To be completely honest, El Hombre and I flew to Brastislava because it was the cheapest way to get to Vienna (yes, Ryanair) BUT… DON’T STOP READING! I loved it!!
First thing you need to know about Bratislava, if you are as ignorant as I was, is that it’s the capital of Slovakia. The history of the city has been influenced by Austrians, Czechs, Germans, Hungarians, Jews, Serbs and Slovaks. It used to be the capital of the Kingdom of Hungary, a part of the larger Habsburg Monarchy territories. From 1919 it was capital of Czechoslovakia until 1993, when became the now known independent Slovakia, but Nazis and Communists came, stayed and left throughout the years.
Once you know that, it’s very useful to get a travel guide, so you can read a bit about the history, culture, cuisine, landmarks… in advance. Because our journey was very long, we both had enough time to read it, taking turns. We only had 24h in the city, so we agreed on the food we would eat and a long walk around the old city.
When you get to the tiny airport, first thing you have to do is going to the information point. The guy there is very helpful, at least the one we met, and he’ll sort out everything for you. Also, get a map of the city. We chose taking public transport, which didn’t take long at all. Number 61 and another change of bus made it for us. 60 minutes ticket is 0,90 cents, 24h ticket is 4,50€.
Don’t panic with the tram map. It’s ok, you can do it.
We got off at Obchodná street. We were moody and starving, so, first things first, we went in search for food.

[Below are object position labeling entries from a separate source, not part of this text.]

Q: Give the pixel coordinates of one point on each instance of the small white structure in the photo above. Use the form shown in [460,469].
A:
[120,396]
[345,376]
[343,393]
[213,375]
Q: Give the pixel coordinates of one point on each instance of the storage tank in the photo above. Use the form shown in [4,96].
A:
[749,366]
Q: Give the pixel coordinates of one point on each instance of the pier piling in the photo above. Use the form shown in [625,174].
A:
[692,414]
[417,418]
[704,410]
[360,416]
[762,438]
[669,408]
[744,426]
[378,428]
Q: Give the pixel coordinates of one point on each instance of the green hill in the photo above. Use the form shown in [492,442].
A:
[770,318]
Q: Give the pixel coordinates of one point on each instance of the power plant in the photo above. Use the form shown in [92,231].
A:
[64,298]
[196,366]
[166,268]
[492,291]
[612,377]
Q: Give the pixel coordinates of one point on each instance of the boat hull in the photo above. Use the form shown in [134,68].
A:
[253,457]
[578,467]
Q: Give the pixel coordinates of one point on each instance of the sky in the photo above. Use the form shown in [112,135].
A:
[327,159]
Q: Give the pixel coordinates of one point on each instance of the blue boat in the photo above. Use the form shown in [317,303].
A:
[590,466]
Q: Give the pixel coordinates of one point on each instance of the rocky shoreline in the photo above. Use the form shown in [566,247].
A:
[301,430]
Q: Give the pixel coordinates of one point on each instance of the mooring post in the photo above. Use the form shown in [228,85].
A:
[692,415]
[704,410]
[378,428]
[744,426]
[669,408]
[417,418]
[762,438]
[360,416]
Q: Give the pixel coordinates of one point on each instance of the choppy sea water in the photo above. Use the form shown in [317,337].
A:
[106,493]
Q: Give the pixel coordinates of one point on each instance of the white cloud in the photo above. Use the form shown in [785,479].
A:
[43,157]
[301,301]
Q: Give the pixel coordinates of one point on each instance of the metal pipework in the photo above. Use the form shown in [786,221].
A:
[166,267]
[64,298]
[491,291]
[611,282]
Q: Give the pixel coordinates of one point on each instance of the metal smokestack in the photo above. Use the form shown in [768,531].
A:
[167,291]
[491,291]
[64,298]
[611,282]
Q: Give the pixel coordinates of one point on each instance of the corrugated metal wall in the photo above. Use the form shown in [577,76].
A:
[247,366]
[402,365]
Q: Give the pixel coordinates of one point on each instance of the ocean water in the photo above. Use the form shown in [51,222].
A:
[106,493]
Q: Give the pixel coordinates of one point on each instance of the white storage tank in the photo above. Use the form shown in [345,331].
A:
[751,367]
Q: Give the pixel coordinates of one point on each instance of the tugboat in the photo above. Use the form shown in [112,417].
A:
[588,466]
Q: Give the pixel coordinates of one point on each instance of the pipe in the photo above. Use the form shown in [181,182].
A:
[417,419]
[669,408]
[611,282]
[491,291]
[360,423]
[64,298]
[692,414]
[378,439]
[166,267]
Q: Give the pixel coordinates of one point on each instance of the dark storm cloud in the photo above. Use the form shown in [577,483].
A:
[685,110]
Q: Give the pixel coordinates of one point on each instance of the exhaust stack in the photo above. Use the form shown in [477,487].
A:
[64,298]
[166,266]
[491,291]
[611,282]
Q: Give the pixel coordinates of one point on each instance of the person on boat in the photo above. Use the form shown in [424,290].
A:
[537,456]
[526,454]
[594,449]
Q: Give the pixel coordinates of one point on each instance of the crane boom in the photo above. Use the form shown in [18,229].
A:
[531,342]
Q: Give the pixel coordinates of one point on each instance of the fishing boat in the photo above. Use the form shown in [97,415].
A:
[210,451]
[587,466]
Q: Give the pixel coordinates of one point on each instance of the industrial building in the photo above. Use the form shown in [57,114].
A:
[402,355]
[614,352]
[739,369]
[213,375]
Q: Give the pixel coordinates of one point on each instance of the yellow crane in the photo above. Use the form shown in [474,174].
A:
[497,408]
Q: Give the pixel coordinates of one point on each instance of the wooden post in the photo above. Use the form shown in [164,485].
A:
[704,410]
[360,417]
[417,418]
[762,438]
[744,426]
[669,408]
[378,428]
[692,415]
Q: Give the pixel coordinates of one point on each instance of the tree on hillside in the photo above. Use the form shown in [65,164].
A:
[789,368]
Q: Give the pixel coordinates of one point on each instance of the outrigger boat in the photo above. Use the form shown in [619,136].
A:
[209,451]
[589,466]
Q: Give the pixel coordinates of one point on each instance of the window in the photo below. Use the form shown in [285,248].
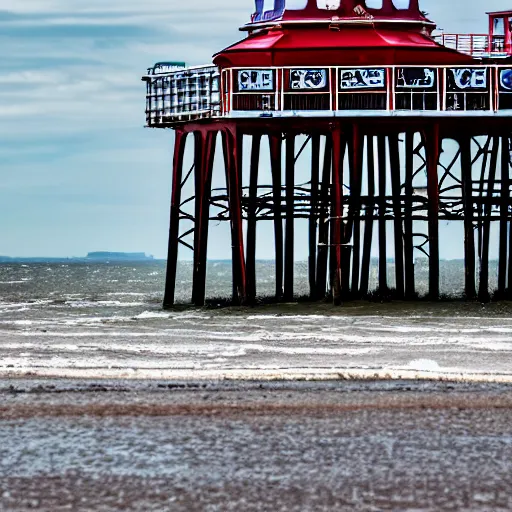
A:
[374,4]
[402,4]
[328,5]
[499,26]
[296,5]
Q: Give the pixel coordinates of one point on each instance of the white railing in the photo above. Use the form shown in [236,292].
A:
[204,92]
[476,45]
[182,94]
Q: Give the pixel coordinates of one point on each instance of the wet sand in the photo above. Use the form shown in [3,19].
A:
[199,445]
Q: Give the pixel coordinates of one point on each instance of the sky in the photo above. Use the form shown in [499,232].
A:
[78,170]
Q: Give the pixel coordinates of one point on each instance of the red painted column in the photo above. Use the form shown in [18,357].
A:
[174,227]
[313,218]
[276,145]
[353,229]
[251,222]
[205,154]
[234,179]
[290,218]
[432,147]
[337,214]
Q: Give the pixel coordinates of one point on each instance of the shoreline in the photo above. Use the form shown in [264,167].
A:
[257,375]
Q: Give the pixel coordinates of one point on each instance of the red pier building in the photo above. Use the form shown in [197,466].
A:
[406,130]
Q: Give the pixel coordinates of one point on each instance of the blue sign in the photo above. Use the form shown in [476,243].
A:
[269,10]
[307,79]
[506,80]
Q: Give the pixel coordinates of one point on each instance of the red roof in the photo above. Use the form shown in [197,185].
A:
[320,46]
[348,9]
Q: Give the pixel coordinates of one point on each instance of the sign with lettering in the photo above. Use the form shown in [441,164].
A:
[506,80]
[307,79]
[351,79]
[167,67]
[360,11]
[255,80]
[467,80]
[416,78]
[268,10]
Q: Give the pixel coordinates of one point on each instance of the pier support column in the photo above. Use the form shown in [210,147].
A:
[353,228]
[290,218]
[383,267]
[410,284]
[174,227]
[276,145]
[205,154]
[337,215]
[368,218]
[469,231]
[251,222]
[396,187]
[234,179]
[432,148]
[483,291]
[504,201]
[323,229]
[313,217]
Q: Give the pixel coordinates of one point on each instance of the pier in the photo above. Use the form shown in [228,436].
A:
[406,128]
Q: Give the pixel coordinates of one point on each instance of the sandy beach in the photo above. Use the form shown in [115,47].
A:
[115,445]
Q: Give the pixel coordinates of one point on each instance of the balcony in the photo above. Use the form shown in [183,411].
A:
[206,92]
[477,45]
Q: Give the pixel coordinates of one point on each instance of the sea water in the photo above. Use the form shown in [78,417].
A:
[72,318]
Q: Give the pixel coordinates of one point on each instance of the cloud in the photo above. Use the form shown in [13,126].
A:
[76,160]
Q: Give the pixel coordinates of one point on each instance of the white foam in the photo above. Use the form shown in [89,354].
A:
[424,365]
[146,315]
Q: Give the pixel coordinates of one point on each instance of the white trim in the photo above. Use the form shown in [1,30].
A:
[346,21]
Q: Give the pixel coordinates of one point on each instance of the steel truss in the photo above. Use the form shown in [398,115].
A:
[371,176]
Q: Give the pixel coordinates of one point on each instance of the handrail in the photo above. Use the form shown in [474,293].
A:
[476,45]
[205,92]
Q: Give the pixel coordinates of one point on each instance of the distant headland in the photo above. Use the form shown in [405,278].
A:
[92,257]
[119,256]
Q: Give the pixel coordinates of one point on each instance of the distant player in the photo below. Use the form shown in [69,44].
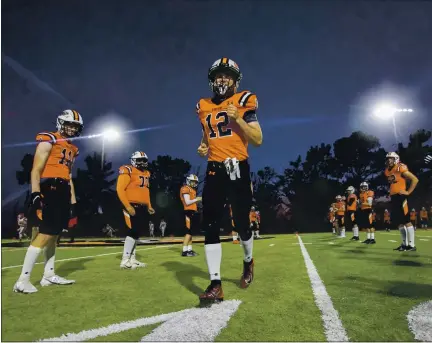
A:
[413,218]
[133,191]
[397,173]
[387,220]
[52,199]
[162,227]
[423,218]
[350,214]
[190,206]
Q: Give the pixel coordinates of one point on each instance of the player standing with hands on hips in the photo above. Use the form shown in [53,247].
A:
[229,123]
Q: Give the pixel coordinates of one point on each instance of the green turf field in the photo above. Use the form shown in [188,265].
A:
[372,288]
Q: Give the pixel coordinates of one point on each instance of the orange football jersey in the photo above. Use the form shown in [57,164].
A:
[363,199]
[225,138]
[395,178]
[192,195]
[61,157]
[353,206]
[137,190]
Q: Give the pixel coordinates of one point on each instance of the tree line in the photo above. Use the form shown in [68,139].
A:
[298,199]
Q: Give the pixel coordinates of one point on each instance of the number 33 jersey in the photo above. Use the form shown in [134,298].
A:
[61,157]
[136,184]
[225,137]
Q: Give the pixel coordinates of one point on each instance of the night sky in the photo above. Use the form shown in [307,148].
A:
[316,67]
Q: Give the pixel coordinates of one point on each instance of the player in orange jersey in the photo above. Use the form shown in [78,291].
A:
[133,191]
[350,214]
[339,210]
[397,173]
[190,201]
[229,124]
[366,197]
[413,218]
[387,220]
[423,218]
[52,199]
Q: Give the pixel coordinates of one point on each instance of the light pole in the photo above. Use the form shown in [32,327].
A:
[385,112]
[110,134]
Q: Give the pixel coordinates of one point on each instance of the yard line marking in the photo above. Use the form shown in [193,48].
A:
[204,325]
[333,327]
[84,257]
[420,321]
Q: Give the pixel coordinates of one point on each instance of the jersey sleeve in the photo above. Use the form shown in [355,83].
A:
[46,137]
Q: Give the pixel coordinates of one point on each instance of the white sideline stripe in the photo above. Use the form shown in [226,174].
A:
[83,257]
[195,324]
[420,321]
[333,328]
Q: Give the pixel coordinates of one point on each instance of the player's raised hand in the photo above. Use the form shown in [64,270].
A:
[203,150]
[232,112]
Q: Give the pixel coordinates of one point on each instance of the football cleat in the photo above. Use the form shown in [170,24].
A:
[400,248]
[248,274]
[55,280]
[137,264]
[25,287]
[126,264]
[212,294]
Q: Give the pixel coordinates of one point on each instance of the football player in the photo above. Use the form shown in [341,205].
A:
[397,173]
[387,220]
[351,208]
[365,214]
[52,199]
[413,218]
[133,191]
[423,218]
[229,124]
[190,206]
[162,227]
[339,209]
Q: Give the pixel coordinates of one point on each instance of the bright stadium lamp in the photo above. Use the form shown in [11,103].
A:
[110,135]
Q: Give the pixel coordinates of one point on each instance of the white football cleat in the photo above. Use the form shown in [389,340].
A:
[126,264]
[55,280]
[24,286]
[137,264]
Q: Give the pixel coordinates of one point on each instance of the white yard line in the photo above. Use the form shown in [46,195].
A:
[84,257]
[333,327]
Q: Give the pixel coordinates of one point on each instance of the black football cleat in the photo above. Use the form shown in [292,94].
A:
[400,248]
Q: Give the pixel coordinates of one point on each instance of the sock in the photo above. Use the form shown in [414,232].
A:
[410,238]
[355,231]
[213,257]
[29,261]
[247,249]
[403,232]
[128,247]
[49,253]
[133,252]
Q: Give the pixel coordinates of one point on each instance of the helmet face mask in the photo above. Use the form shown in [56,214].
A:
[70,124]
[224,77]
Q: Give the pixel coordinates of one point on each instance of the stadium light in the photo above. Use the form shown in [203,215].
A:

We should have gone for food to Slovak Pub but we walked closer to the Old city and ended up in Slovenska Restauracia instead. And I’m saying we should have stayed at Slovak Pub because it was recommended on the travel guide but we thought it looked like a touristy place but we had the chance to go for dinner and, OhMyGodness!! The food was nicer and cheaper and the ambience was more friendly. Highly recommended. And we ordered:
1. Bryndzové Halušky (sheep cheese gnocchi): Sheep cheese gives a unique flavour to the meal by itself, but it’s even more tasty with small pieces of bacon and chives or dill. OHLALÁ!! AMAZING!
2. Gulyás (Goulash): is a soup or stew of meat, and vegetables, seasoned with paprika and other spices. Originating from the medieval Kingdom of Hungary,
3. Zlatý Bazar: national beer.
And when we could think clearly, we started walking around. The streets reflected better days: a mix of grand houses, poor ones, modern and old. Communist across the river, Baroque, Gothic… See our route below:
And the next morning, after a nice breakfast, we took a boat to Vienna on the waters of the Danube River.